As smoke filled the skies over Portland during the Riverside and Beachie Creek fires in 2020, scientists from Pacific Northwest National Laboratory gathered their air quality equipment to get a closer look at the air inside homes.
What the scientists found could help people keep the air inside their homes cleaner, even as wildfire smoke season gets longer in the Pacific Northwest.
“We found that even with a completely shut home, we still had really high penetrations of particulate matter indoors,” said Chrissi Antonopoulos, a senior analyst with Pacific Northwest National Laboratory.
For a little more than a week, scientists set up air quality monitors inside and outside a home in Portland. The monitoring stations collected data every two minutes.

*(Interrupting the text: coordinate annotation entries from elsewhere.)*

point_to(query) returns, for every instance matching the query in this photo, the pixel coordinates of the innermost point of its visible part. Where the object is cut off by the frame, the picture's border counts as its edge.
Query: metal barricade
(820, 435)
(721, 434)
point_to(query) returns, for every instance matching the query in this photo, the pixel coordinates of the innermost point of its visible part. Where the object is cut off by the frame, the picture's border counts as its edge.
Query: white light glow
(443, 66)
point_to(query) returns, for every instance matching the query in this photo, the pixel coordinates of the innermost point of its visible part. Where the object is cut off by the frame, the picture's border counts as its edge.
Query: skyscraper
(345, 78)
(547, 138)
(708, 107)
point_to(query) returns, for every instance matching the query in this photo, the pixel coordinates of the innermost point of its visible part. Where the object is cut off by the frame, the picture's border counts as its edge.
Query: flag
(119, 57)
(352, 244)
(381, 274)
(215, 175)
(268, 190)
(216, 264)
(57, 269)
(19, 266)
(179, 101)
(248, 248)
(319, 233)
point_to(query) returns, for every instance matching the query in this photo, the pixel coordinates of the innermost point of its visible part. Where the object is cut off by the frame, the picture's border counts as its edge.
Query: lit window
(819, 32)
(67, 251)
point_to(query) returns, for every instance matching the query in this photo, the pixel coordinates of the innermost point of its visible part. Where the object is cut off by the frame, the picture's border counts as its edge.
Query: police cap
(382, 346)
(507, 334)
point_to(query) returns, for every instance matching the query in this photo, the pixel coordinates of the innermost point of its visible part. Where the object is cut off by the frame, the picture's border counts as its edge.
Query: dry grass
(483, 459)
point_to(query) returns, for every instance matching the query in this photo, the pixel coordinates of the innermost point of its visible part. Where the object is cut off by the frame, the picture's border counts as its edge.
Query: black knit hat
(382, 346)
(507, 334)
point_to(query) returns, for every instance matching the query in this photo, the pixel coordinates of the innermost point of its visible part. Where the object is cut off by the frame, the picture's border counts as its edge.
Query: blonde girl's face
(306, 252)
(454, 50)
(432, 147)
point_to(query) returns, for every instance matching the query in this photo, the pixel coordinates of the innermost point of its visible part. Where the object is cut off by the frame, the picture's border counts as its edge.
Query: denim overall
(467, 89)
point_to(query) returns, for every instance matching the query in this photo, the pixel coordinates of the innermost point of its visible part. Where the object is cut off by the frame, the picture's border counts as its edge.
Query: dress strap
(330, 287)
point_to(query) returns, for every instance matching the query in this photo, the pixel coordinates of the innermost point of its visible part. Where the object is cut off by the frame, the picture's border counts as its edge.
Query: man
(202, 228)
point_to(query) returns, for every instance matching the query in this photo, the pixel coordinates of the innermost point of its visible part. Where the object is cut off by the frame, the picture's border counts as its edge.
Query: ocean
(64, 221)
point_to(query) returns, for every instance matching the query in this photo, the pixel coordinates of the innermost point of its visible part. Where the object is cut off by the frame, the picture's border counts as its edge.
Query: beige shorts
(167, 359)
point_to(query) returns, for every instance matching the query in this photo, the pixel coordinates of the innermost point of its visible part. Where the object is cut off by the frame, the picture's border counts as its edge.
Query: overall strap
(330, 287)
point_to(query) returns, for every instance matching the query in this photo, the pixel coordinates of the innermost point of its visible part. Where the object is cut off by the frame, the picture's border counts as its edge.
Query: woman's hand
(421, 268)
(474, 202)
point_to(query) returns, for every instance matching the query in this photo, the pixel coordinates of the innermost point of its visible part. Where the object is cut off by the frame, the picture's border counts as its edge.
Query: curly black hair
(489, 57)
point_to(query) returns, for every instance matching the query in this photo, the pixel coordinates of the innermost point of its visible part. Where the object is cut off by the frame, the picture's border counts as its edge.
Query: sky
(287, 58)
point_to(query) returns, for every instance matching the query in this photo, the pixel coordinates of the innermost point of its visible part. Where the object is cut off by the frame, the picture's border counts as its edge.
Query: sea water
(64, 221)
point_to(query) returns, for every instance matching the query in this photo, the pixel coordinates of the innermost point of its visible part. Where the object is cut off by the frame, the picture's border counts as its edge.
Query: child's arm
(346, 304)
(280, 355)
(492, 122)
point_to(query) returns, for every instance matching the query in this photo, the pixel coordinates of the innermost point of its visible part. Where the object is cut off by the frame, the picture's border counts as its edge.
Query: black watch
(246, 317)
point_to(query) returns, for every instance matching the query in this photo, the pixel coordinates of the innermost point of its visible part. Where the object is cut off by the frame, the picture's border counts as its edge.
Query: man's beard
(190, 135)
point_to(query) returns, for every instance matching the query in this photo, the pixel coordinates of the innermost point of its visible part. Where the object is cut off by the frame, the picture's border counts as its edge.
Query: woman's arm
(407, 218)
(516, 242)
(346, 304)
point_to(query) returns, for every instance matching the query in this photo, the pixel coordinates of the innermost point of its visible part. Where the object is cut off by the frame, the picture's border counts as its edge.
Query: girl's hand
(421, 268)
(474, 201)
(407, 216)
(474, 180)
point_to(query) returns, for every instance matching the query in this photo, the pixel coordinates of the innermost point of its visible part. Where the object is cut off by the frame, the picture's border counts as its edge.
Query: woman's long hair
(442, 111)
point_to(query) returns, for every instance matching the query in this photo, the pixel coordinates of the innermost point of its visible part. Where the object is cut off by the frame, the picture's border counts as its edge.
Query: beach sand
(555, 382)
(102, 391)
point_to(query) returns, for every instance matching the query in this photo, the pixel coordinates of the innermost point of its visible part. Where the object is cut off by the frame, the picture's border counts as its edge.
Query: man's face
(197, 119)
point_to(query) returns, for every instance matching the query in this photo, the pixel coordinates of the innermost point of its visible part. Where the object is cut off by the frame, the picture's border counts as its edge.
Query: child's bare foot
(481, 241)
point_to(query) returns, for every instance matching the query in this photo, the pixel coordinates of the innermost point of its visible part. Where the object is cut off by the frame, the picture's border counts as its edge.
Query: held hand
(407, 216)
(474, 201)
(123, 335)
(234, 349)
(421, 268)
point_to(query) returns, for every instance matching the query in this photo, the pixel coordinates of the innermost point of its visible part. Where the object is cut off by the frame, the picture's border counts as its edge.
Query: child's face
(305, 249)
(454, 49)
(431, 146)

For a few days that summer, Portland earned the distinction of the city with the most polluted air in the world.
The people inside the home, which was built in 1928, kept all their windows closed and avoided cooking or other activities, such as burning candles, that increase air pollution indoors.
However, the smoke particles found their way inside.
The scientists looked at the ratio of pollution outside to pollution inside, which peaked at almost 80%, Antonopoulos said.
“The old housing stock that we have here is not adequate to protect us from either extreme heat or large scale pollution events from wildfires,” she said. “Our housing is old and leaky.”
When the scientists added a portable air cleaner with a HEPA filter to the home, the inside air quality dramatically improved, Antonopoulos said. However, the air quality still showed unhealthy particulate levels.